“Notwithstanding the ruling and not withstanding all the consequential orders, we will be here until the elections are called and we will be at the tape when the next term arrives,” Jordan told a Bartica outreach on Tuesday.
Prime Minister Moses Nagamootoo warned that if youths are disenfranchised, there would be “trouble”. “The young people, who turned 18 since the last elections, their names are not on that voters’ list and anyone who calls for an election without our young people being on that voters’ list, they’re calling for trouble in this country. Our young people, who are in fact, the beneficiaries of the wealth that will flow, they are entitled to choose a government that would guide how the money should be utilised and so we have a battle ahead of us,” he said.
Nagamootoo said despite the CCJ’s ruling, “it would be improper to force upon the people of Guyana that they go to the polls to elect a government without a voters’ list. It cannot happen anyway.”
The regional court has set next Monday to deal with the consequential orders flowing from the validation of the no-confidence motion. Elections should have been called by March 21 but the process got clogged up at the Guyana Elections Commission (GECOM) and in the court system.
Jordan emphasised that “hopefully” Guyanese would go to elections this year because “we can only go to elections when GECOM (Guyana Elections Commission) say they’re ready.” Jordan signaled that the governing coalition might call its supporters on the streets to picket “no registration, no election”.
“The list cannot be fixed and it cannot be tinkered with and CCJ or no CCJ they can’t tell us that we must tinker with that list to call elections. Elections must be free, fair and proper,” the Finance Minister said, while suggesting that the existing voters’ list, which expired on April 30, contains 650,000 out of a total population of 730,000.
Hours after the CCJ handed down its judgement on Tuesday, President David Granger said in an address to the nation that house-to-house registration would be first held to create a fresh voters’ list and that GECOM had already informed him that that it would be ready for elections in November, 2019.
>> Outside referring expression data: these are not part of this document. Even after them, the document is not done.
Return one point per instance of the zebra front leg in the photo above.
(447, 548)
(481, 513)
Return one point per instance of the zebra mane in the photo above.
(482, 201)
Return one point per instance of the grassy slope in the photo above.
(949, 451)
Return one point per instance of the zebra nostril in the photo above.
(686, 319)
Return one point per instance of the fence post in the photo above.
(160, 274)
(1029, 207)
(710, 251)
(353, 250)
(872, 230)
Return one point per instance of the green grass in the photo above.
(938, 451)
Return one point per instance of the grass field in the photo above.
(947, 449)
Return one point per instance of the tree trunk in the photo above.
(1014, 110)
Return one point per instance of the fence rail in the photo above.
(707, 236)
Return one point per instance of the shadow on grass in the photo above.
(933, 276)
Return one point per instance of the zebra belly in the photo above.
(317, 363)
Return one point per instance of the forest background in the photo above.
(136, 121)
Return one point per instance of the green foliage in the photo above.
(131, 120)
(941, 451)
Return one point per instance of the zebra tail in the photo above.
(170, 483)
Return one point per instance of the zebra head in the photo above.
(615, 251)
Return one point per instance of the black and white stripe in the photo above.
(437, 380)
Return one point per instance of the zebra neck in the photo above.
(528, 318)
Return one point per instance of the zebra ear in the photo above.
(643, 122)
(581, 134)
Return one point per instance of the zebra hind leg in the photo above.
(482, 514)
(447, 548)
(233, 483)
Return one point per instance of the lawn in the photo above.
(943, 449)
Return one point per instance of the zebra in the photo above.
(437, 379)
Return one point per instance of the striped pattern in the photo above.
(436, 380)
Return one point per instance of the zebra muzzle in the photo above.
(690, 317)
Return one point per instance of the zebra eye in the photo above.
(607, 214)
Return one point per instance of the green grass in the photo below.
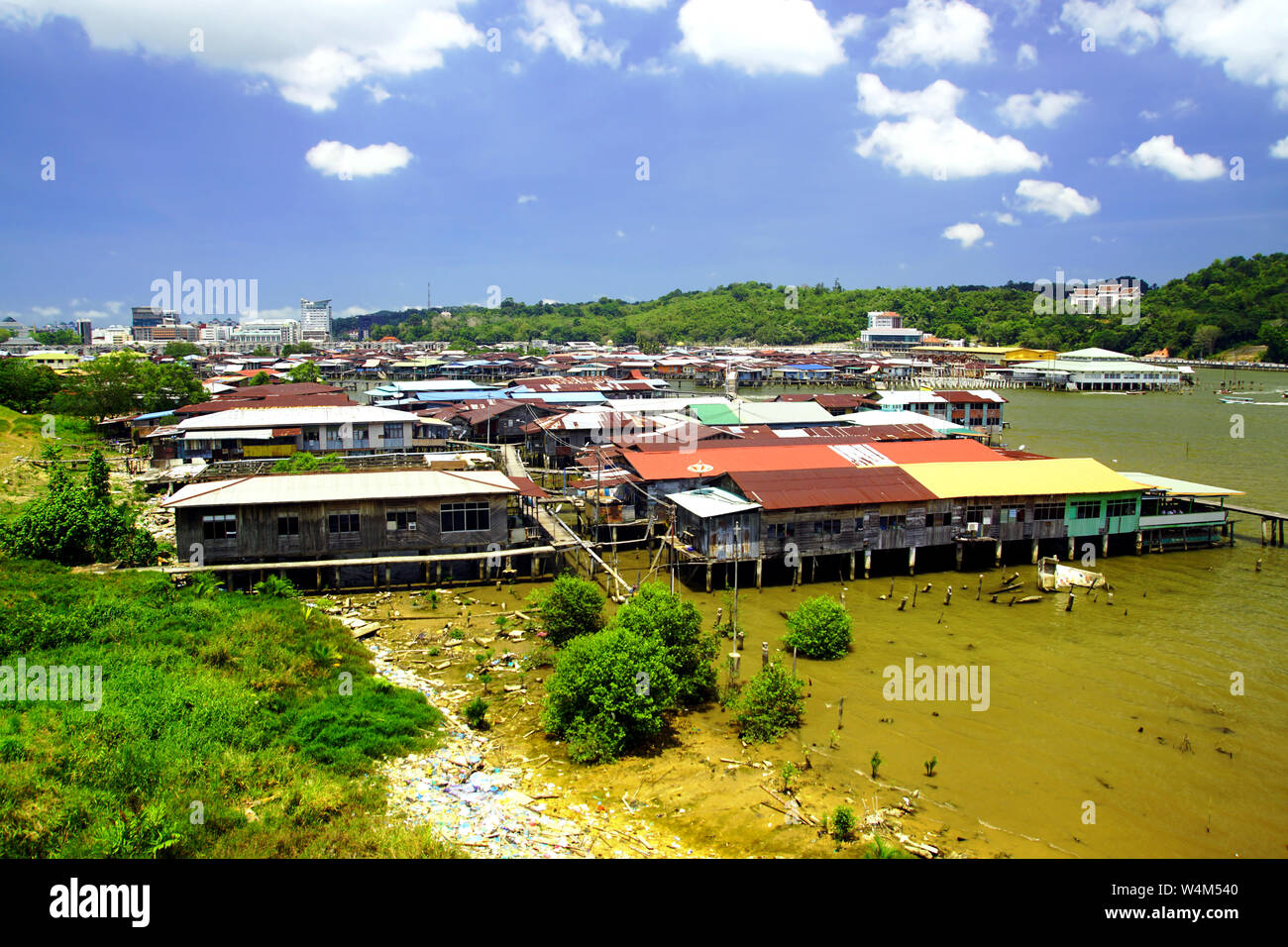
(233, 702)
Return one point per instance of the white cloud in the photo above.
(850, 26)
(310, 51)
(336, 158)
(966, 235)
(934, 33)
(1055, 198)
(1247, 38)
(1038, 107)
(761, 35)
(561, 25)
(1117, 24)
(931, 140)
(652, 67)
(1166, 155)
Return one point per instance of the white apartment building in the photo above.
(887, 331)
(269, 333)
(316, 320)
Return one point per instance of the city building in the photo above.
(887, 331)
(316, 320)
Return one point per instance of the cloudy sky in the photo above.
(361, 149)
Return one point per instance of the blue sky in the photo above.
(359, 150)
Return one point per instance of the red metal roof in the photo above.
(703, 462)
(938, 451)
(851, 486)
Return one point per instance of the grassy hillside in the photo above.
(228, 705)
(24, 436)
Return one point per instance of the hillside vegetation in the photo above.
(1229, 303)
(224, 728)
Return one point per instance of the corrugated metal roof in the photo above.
(944, 450)
(339, 487)
(709, 501)
(1054, 476)
(237, 434)
(290, 416)
(784, 489)
(1177, 487)
(683, 464)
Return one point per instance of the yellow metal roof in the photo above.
(1020, 478)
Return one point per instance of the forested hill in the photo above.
(1225, 304)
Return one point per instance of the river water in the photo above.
(1112, 731)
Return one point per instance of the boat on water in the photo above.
(1054, 577)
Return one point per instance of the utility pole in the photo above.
(735, 548)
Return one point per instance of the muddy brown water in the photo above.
(1111, 731)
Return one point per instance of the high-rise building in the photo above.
(316, 320)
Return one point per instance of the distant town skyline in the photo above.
(553, 150)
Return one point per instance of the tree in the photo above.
(304, 371)
(609, 690)
(769, 705)
(571, 607)
(819, 628)
(124, 382)
(76, 523)
(656, 611)
(98, 479)
(1206, 338)
(26, 385)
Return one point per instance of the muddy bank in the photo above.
(509, 791)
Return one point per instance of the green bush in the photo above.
(211, 699)
(819, 629)
(769, 705)
(657, 611)
(571, 607)
(841, 825)
(75, 523)
(476, 714)
(608, 692)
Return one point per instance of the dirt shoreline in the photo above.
(700, 792)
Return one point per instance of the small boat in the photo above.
(1055, 578)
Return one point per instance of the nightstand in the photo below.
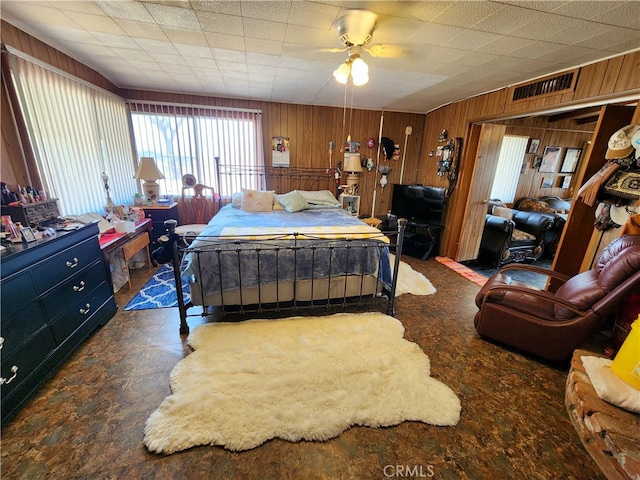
(158, 214)
(350, 203)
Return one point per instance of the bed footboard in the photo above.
(334, 276)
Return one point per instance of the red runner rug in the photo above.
(460, 269)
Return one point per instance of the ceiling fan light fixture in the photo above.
(341, 74)
(359, 68)
(360, 80)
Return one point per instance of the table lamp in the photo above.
(148, 171)
(352, 167)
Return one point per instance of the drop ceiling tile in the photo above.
(229, 42)
(258, 45)
(295, 34)
(270, 11)
(96, 23)
(316, 15)
(268, 30)
(229, 55)
(228, 8)
(185, 36)
(195, 51)
(162, 46)
(471, 40)
(475, 59)
(263, 59)
(173, 16)
(124, 10)
(117, 41)
(505, 45)
(466, 14)
(220, 23)
(35, 14)
(137, 29)
(626, 15)
(508, 19)
(435, 34)
(168, 58)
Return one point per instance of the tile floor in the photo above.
(87, 420)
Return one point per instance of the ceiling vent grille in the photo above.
(564, 83)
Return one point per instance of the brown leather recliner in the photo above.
(553, 325)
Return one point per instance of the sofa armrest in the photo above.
(535, 223)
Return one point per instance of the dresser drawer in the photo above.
(74, 289)
(61, 266)
(16, 292)
(19, 326)
(26, 359)
(80, 312)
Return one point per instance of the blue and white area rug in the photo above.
(159, 292)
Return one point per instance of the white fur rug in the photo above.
(297, 378)
(410, 281)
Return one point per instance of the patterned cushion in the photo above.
(533, 205)
(519, 236)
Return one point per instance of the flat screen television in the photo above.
(418, 203)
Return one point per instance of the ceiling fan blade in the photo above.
(387, 50)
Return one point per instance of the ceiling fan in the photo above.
(355, 32)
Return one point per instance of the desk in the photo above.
(112, 242)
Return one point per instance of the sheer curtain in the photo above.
(76, 131)
(510, 159)
(187, 139)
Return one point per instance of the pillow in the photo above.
(236, 200)
(292, 201)
(257, 200)
(320, 197)
(503, 212)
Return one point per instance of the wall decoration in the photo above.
(571, 159)
(534, 145)
(547, 182)
(280, 150)
(537, 160)
(550, 159)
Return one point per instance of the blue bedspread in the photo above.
(222, 264)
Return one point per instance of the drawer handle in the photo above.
(14, 370)
(73, 264)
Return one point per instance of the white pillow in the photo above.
(257, 200)
(292, 201)
(320, 197)
(236, 200)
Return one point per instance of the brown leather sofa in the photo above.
(511, 235)
(552, 325)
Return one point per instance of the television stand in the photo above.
(421, 240)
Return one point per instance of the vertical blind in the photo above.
(76, 132)
(505, 182)
(187, 139)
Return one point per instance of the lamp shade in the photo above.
(148, 170)
(341, 74)
(352, 162)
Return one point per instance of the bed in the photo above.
(275, 260)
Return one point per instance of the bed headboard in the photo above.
(232, 178)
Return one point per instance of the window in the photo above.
(76, 132)
(187, 139)
(510, 161)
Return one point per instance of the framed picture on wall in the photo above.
(571, 159)
(550, 159)
(547, 182)
(534, 145)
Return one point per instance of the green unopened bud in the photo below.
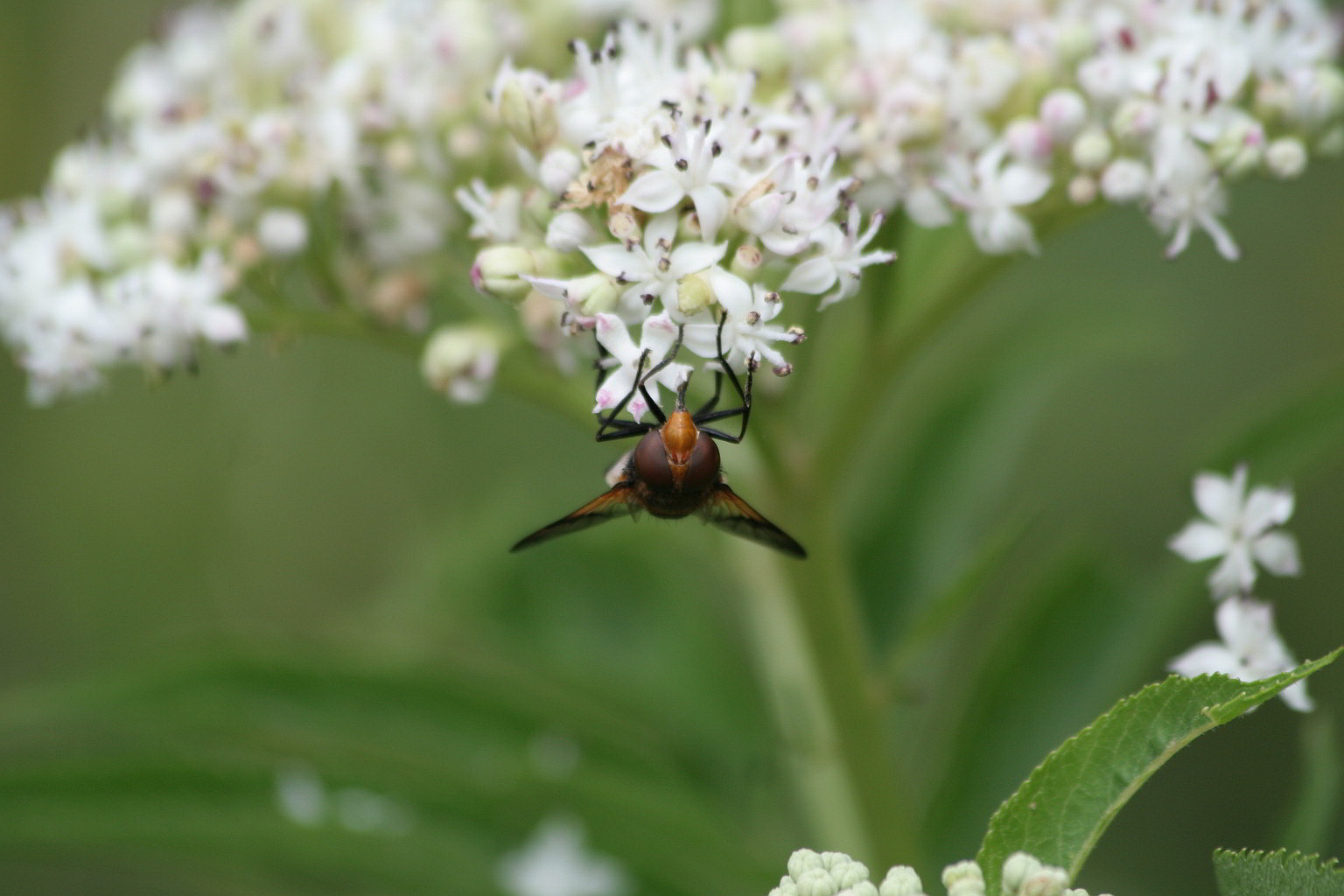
(848, 873)
(760, 50)
(802, 860)
(527, 110)
(900, 880)
(1018, 868)
(499, 270)
(746, 261)
(816, 881)
(1047, 881)
(694, 293)
(1285, 158)
(964, 878)
(460, 361)
(594, 293)
(1238, 150)
(1092, 150)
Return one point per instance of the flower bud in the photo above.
(283, 231)
(1063, 113)
(759, 49)
(499, 270)
(1082, 190)
(1018, 868)
(526, 108)
(964, 878)
(1239, 148)
(694, 293)
(802, 860)
(1285, 158)
(1125, 180)
(460, 360)
(900, 880)
(1092, 150)
(569, 230)
(1047, 881)
(816, 881)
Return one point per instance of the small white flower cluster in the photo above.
(836, 875)
(1241, 529)
(327, 135)
(222, 143)
(556, 861)
(304, 800)
(1011, 112)
(667, 192)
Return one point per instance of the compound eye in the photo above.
(651, 462)
(704, 469)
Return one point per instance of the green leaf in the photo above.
(1278, 873)
(1066, 803)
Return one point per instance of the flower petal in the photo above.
(814, 276)
(1234, 575)
(1265, 508)
(1218, 497)
(1199, 540)
(1206, 659)
(1277, 552)
(711, 207)
(654, 191)
(1294, 696)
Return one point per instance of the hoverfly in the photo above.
(674, 471)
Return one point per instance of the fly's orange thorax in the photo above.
(679, 437)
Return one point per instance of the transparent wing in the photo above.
(727, 511)
(599, 509)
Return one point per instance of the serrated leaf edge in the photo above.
(1215, 713)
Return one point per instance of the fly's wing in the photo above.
(599, 509)
(727, 511)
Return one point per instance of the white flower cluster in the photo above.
(836, 875)
(327, 133)
(1011, 112)
(1239, 528)
(668, 195)
(556, 861)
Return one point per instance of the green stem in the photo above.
(814, 660)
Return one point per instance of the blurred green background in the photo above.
(300, 556)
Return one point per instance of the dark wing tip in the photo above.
(599, 509)
(729, 511)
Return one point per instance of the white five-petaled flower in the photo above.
(690, 163)
(1239, 528)
(990, 188)
(651, 270)
(634, 361)
(840, 260)
(746, 333)
(1250, 649)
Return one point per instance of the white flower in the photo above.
(1186, 193)
(990, 190)
(556, 863)
(659, 333)
(1250, 649)
(1239, 528)
(840, 260)
(746, 335)
(690, 163)
(652, 270)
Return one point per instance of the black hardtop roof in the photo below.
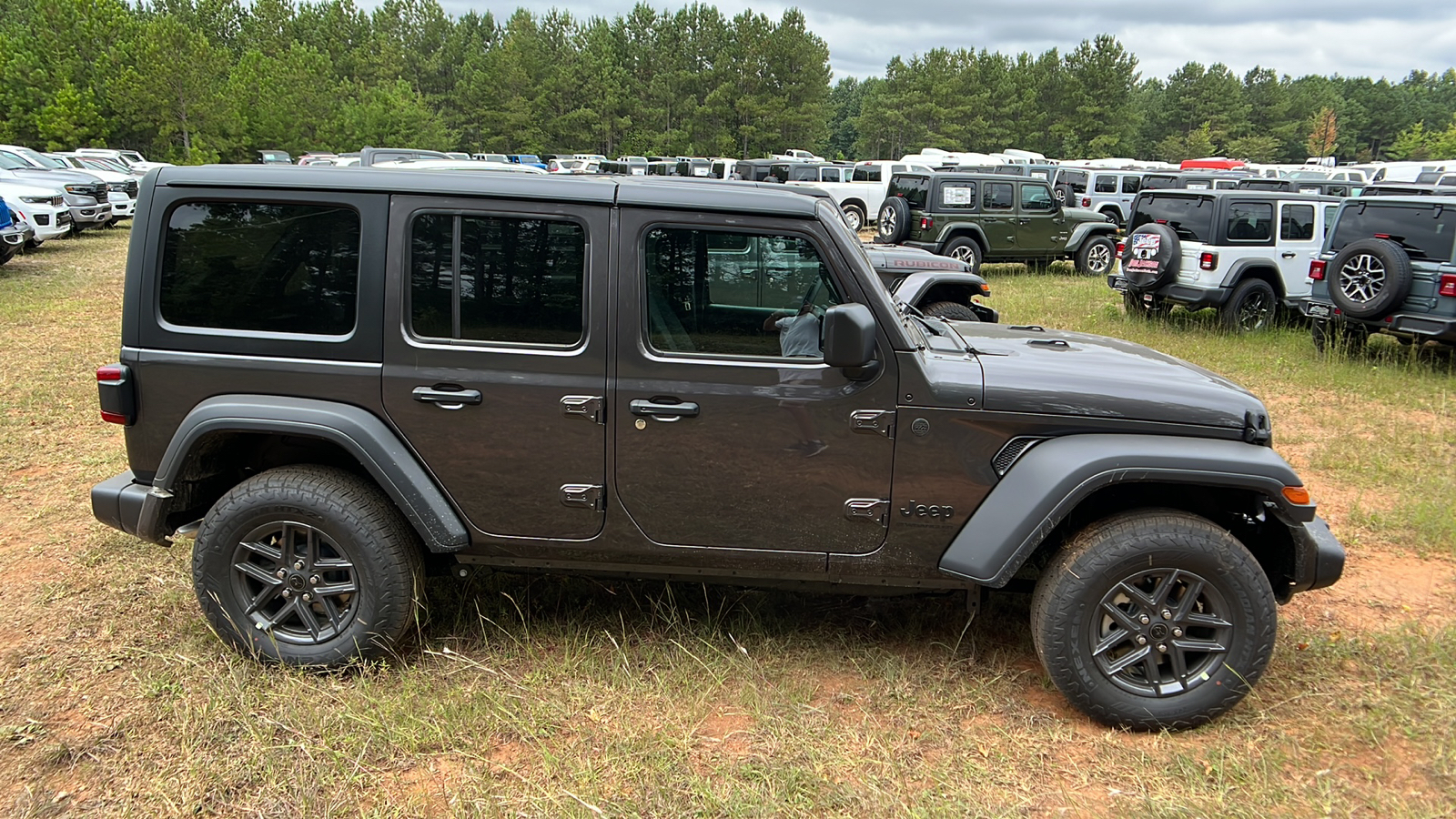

“We cannot proceed on the current list of voters. It is outdated and corrupted. It may hold as many as 200,000 incorrect entries. What’s more, those who have reached the age of 18 years since the last election are not on it.
“The Constitution entitles all citizens over the age of 18 the right to vote. It is a democratic imperative that house-to-house registration be completed swiftly so we can have an election at the earliest opportunity,” Granger said.
Opposition Leader Bharrat Jagdeo said Tuesday that he would be pressing for elections to be held in August or September, 2019.
An increasingly fiery Jordan on the political platform urged supporters to get registered because winning the elections would not be about sloganeering “we ready”. “Do not take this registration period for granted,” he said.
He appealed to the police to be on their guard and boost their intelligence-gathering capacity because “mischief will be afoot” with already talk of violence and other forms of disruption.
Jordan reiterated that the opposition-sponsored December 21, 2018 no-confidence motion was hatched overseas and was aimed at having the People’s Progressive Party (PPP) regaining power to put its hands on the oil revenues that are expected to start off at US$300 million annually from 2020 and soar to at least US$1 billion by 2025.
“The no-confidence vote was about oil. Let’s don’t get confused and this plot to unseat this government illegally was hatched outside of Guyana and it was put into perfection on December 21st using someone who had everybody fooled because just days before he was praising the government to the hilt,” said Jordan in clear reference to then government backbencher, Charrandass Persaud, who had voted for the motion and secured its passage with 33 votes.
The United States, Britain, Canada and the European Union have called on all parties to respect the CCJ’s ruling and encouraged “all to come to an agreement on the way forward”.